Les difficultés économiques du moment et les rigueurs de la compétition internationale constituent parfois un puissant facteur de changement.

Télécommunications
Les grands projets des P et T

Annuaire électronique, réseaux câblés, satellites, les grands projets sont mis en chantier dès 1983. Pour ces nouveaux services, 11 milliards de F sont prévus sur 1983-84. Le budget consacré au téléphone traditionnel (22,6 millions en 1983) diminue, en part relative, au profit de la recherche (2,7 milliards) et des investissements liés aux nouveaux services (2,3 milliards). Les crédits réservés à ces nouveaux services sont passés de 0,2 milliard en 1979 à 1,9 milliard en 1983.

Pour le téléphone, les P et T adoptent une charte de gestion. Il s'agit de 1983 à 1986, pour attirer de nouveaux clients, de diminuer les tarifs réels et d'augmenter les services. Le taux d'équipement des ménages passerait ainsi de 83 % en 1982 à 94 % en 1986, avec moins de quinze jours de délai d'attente, une facturation détaillée, une augmentation des rattachements à un central téléphonique temporel.

En ce qui concerne la poste, où les problèmes d'étalement et de livraison du courrier demeurent aigus, dans un climat social dégradé, une charte similaire est en préparation.

Hervé Jannic

Construction mécanique

Le défi de l'automatisation

L'effondrement de la société Manurhin, dû aux pertes subies par ses départements de machines-outils, illustre les difficultés rencontrées par l'ensemble du secteur de la construction mécanique française. Secteur complexe : il approvisionne en biens d'équipement la plupart des autres activités, y compris l'agriculture (tracteurs, machines agricoles), le bâtiment (manutention, levage) et certains services (matériel ferroviaire). Il dépend donc étroitement de la conjoncture générale (mauvaise) et notamment des investissements, qui ne cessent de régresser depuis plusieurs années. Victime de l'austérité imposée par les problèmes monétaires et la lutte contre l'inflation, le marché national ne devrait d'ailleurs guère s'améliorer en 1984.

La régression est sévère depuis plusieurs années.
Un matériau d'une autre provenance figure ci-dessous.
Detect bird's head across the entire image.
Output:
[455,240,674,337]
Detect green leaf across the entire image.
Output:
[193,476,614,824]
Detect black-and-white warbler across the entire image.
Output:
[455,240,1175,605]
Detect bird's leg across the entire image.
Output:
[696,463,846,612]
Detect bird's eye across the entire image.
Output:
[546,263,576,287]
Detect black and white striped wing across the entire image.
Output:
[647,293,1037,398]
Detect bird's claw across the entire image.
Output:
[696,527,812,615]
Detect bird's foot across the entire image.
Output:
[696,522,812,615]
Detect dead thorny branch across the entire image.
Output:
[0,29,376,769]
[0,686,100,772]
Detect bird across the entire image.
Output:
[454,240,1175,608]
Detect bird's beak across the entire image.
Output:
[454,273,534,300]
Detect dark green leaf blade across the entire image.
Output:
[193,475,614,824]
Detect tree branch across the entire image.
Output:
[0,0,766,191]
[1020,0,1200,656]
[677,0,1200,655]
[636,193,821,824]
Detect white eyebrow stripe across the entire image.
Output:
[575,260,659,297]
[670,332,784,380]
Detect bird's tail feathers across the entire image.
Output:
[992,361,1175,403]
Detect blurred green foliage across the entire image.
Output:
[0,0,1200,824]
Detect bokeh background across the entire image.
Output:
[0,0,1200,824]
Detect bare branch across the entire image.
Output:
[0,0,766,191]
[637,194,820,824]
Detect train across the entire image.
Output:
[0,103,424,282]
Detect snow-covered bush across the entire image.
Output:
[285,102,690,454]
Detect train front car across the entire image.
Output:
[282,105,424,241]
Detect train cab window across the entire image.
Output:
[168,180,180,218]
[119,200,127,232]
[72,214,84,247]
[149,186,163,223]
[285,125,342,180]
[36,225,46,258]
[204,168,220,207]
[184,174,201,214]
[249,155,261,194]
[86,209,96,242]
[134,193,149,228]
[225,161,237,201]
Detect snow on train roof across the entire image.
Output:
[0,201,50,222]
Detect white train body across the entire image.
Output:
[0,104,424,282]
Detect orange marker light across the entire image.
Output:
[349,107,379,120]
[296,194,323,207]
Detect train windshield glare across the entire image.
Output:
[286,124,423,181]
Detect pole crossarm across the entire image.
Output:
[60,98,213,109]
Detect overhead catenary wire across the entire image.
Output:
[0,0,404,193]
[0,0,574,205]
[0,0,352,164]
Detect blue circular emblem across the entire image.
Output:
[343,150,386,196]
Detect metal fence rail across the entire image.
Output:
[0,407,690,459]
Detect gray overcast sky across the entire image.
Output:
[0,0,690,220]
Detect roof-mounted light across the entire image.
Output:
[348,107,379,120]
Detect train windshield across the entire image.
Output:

Le volume de la production globale du secteur a fléchi successivement de 2,3 % en 1981, de 0,3 % en 1982, de 2,2 % en 1983, provoquant des réductions d'effectifs de 3,5 %, puis de 1,9 % et 3 % (on évalue à 130 000 les pertes d'emplois depuis 1974). La dégradation est particulièrement forte pour les matériels de travaux publics et les équipements destinés à la sidérurgie, avec un recul de la production de 19 % en trois ans ; pour la chaudronnerie, – 25 % ; pour les machines-outils, – 26 %. Il n'y a guère que le machinisme agricole, longtemps en crise, qui affiche actuellement une légère croissance, due surtout aux exportations.

Restructuration
Le projet de Creusot-Loire

Après quatre mois de négociations avec les pouvoirs publics, Creusot-Loire — premier groupe français du secteur de la mécanique — s'est donc débarrassé en octobre 1983 de son maillon le plus faible, les aciers spéciaux cédés à Usinor et Sacilor. Mais, en échange, le groupe a dû céder aussi 20 % du capital de Framatome spécialisé dans les chaudières nucléaires au Commissariat à l'Énergie atomique (CFA). C'est assurément un renoncement. Ce plan qui conduit Schneider, société mère de Creusot-Loire à s'engager plus à fond aux côtés de sa filiale était indispensable pour Creusot-Loire qui aura perdu de 1978 à 1983 près de 2 milliards de F. La filiale d'Empain-Schneider est-elle assurée d'être sauvée ? Rien n'est encore définitivement gagné.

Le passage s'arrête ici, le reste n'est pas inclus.